Sunday Snippet: Edith Sitwell

“I am patient with stupidity but not with those who are proud of it.”

You can’t expect everyone to know everything. It’s just not possible and that’s why it’s perfectly acceptable if you don’t know something. However, as Dame Edith so eloquently puts it above, there is a very big difference between “stupidity” and being proud of it. Remember that stupidity and ignorance are not the same thing either.
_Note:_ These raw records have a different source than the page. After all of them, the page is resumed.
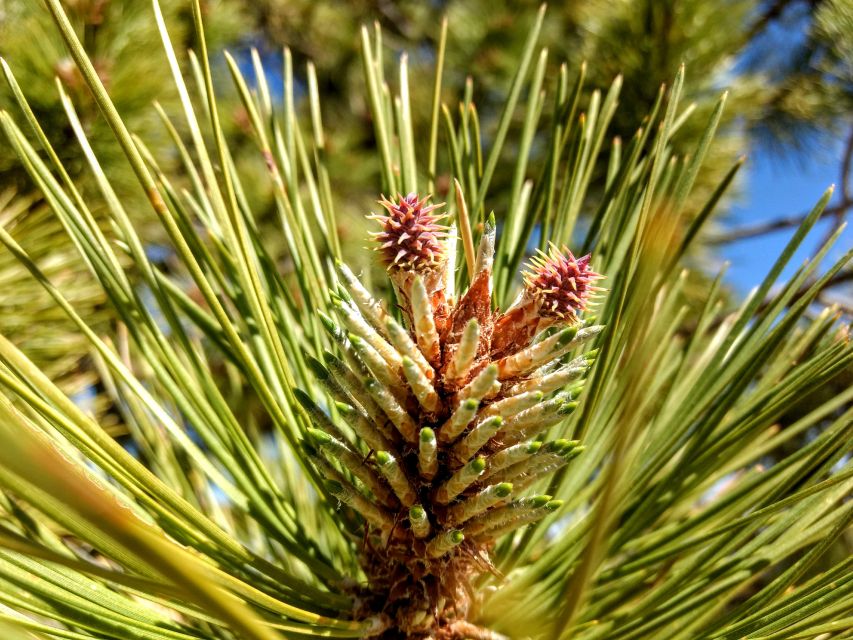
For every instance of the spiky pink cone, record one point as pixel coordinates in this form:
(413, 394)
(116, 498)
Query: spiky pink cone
(412, 245)
(557, 288)
(411, 238)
It’s understandable to be ignorant about certain subjects. I don’t know much about quantum physics and Libyan politics. Stupidity, on the other hand, is probably better defined as the inability to understand and to learn. In other words, it describes a “lack of intellectual acuity.” People who are deemed “smart” can grasp new ideas quickly, regardless of the topic. The key is having a willingness (and ability) to learn more about whatever subject is at hand. It’s the drive to improve oneself.

No one wants to be stupid. That’s no way to live your life. That’s why you need to find that motivation to get out of the rut, gain new knowledge, and become a more rounded human being. Perhaps it is because Dame Edith Louisa Sitwell (1887 – 1964) came from a place of privilege that she has this kind of opinion on the matter.

A British poet and critic, Sitwell wrote on the artificiality of human behavior, the barbarism that lies beneath the surface, and on “contemporary backward-looking poets.” Later on, she authored a novel called I Live under a Black Sun, based on the life of Jonathan Swift, and this was published in 1937.

There’s no excuse for stupidity. You just have to care.